Notes on calling variants in RNA-seq data with GATK
- RNA-seq includes reads mapped across splice junctions and is associated with high variability of coverage, so typical variant calling pipelines (for DNA) can lead to lots of false positives and negatives.
- GATK is currently the gold standard for calling variants in RNA-seq data. See a detailed description of their workflow here:
- GATK Best Practices for variant calling on RNAseq
- Calling variants in RNAseq (with sample commands)
- A main difference between calling variants in RNA vs DNA sequencing reads with GATK, is for RNA-seq data the STAR aligner is used to perform a 2-pass read mapping step, which was shown (Engström, et al.) to have superior SNP sensitivity in a comparison of the most common mapping tools.
Using GATK to call variants from RNA-seq reads
This example pipeline starts with a single-end short-read fastq file (Reads_1.fq).
Note that GATK (versions 3.7 and 3.8) requires Java 1.8 (so you may need to adjust your path to point to that version, if an older version is the default).
For example, this can be added to ~/.bashrc:
export PATH=/path/to/java:$PATH
1 - Run the STAR 2-pass procedure to map reads to the reference genome.
For the STAR 2-pass mapping procedure, please see our mapping SOP, under STAR.
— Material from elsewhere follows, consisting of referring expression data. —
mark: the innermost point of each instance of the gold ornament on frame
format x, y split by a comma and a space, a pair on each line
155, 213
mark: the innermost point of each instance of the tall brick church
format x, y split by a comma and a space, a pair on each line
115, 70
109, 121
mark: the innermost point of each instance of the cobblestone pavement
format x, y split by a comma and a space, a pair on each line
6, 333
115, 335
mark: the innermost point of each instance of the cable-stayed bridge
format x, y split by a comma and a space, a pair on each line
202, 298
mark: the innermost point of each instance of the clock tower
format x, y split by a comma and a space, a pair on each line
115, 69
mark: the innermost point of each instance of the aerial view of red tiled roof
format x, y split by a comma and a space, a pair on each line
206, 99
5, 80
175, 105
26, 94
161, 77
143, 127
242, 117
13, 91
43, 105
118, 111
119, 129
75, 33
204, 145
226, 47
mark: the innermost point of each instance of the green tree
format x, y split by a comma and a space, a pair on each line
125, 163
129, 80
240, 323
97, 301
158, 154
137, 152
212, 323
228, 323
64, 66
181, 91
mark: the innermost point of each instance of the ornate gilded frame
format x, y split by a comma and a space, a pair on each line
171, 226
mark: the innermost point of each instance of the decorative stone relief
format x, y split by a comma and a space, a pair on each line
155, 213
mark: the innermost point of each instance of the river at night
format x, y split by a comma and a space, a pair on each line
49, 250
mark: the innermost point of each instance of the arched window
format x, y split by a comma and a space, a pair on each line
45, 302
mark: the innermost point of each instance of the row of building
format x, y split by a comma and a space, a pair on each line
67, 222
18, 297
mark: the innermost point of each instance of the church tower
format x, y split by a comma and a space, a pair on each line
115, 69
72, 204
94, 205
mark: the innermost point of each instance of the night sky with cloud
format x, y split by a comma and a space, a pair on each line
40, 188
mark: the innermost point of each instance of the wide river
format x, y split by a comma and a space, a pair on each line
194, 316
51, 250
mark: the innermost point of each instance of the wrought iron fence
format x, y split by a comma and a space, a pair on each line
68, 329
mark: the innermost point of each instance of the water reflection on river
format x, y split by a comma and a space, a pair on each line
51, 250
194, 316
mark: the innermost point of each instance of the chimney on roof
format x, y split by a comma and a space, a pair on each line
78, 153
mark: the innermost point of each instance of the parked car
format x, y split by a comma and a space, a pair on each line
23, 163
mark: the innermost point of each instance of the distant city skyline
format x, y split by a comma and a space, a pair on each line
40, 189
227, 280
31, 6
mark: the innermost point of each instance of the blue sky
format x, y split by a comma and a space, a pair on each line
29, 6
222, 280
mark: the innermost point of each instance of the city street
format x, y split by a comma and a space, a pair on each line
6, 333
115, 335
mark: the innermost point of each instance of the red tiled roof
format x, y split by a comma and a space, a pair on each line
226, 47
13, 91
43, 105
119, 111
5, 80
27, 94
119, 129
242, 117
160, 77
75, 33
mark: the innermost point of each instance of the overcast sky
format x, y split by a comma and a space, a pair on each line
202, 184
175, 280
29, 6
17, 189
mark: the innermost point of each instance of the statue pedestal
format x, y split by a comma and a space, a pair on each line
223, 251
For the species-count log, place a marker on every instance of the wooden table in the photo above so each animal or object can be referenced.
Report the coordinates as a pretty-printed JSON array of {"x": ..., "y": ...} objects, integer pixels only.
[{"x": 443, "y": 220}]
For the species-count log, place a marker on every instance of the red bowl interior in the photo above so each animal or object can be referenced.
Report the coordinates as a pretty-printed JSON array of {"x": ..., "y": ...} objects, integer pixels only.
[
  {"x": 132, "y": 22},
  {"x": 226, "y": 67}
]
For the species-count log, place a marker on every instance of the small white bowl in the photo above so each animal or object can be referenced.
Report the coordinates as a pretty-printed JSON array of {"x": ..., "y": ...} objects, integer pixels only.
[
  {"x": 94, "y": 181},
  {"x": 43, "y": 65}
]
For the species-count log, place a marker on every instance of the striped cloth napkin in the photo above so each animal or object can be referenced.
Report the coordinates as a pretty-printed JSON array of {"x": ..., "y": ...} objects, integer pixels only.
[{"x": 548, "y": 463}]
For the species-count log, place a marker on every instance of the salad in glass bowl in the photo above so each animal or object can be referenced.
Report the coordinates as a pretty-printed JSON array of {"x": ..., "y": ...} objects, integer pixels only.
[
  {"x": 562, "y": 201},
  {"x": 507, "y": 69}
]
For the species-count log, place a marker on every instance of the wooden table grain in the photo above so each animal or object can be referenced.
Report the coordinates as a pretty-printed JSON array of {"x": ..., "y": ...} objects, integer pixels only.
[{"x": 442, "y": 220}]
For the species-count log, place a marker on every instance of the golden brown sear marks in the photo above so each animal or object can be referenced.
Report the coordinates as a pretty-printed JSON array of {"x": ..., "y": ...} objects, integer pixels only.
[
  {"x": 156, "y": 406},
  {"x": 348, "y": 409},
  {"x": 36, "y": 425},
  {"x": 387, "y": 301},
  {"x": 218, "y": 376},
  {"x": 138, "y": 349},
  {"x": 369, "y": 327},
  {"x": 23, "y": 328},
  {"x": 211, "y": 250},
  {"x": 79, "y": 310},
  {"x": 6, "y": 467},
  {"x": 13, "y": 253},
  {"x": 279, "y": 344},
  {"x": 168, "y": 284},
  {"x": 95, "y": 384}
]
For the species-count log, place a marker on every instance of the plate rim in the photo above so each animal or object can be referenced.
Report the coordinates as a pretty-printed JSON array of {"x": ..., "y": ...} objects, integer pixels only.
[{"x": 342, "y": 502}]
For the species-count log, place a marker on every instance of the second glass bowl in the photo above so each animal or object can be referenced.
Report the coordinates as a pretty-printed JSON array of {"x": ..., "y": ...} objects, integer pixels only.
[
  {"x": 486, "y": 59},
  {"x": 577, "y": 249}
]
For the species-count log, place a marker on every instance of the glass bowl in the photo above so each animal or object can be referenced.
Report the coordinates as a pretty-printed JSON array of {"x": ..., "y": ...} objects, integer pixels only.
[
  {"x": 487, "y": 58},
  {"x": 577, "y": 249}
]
2 - Replace ReadGroups, mark duplicate reads , clip intron overhangs and reassign mapping qualities withPicard Tools and GATK
Replace read groups and order, by coordinates, the reads.
Note, if you are combining multiple experiments in this step the RGSM IDs must be the same while the library IDs must be unique.
java -jar /usr/local/share/picard-tools/picard.jar AddOrReplaceReadGroups I=output.sam O=rg_added_sorted.bam SO=coordinate RGID=ID_NAME RGLB=library RGPL=illumina RGPU=identifier RGSM=sample_name
Mark duplicate reads.
java -jar /usr/local/share/picard-tools/picard.jar MarkDuplicates I=rg_added_sorted.bam O=dedupped.bam CREATE_INDEX=true VALIDATION_STRINGENCY=SILENT M=output.metrics
Identify and split Cigar N Reads and reassign quality scores.
java -jar /usr/local/gatk3/GenomeAnalysisTK.jar -T SplitNCigarReads -R /path/to/genome/fasta -I dedupped.bam -o split.bam -rf ReassignOneMappingQuality -RMQF 255 -RMQT 60 -U ALLOW_N_CIGAR_READS -fixMisencodedQuals
Perform BaseRecalibration.
Calibration files can be found here for hg38 Recalibration Files
NOTE: Calibration Files are only available for a few genomes (Human, Mouse, etc).
java -jar /usr/local/gatk3/GenomeAnalysisTK.jar -T BaseRecalibrator -R /path/to/genome/fasta -I dedupped.bam -knownSites /path/to/calibration/files -o recalibration.table
java -jar /usr/local/gatk3/GenomeAnalysisTK.jar -T PrintReads -R /path/to/genome/fasta -I dedupped.bam -BQSR recalibration.table -o recalibrated.bam
3 - Call and Filter Variants.
java -jar /usr/local/gatk3/GenomeAnalysisTK.jar -T HaplotypeCaller -R /path/to/genome/fasta -I recalibrated.bam -dontUseSoftClippedBases -stand_call_conf 20.0 -o Variants_called.vcf
java -jar /usr/local/gatk3/GenomeAnalysisTK.jar -T VariantFiltration -R /path/to/genome/fasta -V Variants_called.vcf -window 35 -cluster 3 -filterName Filter -filter "QD < 2.0" -filterName Filter -filter "FS > 30.0" -o Filtered_variants_called.vcf
4 - Predict the effects of called variants.
Several tools are available to analyze variants found in your .vcf result files for potential functional consequence. See details here.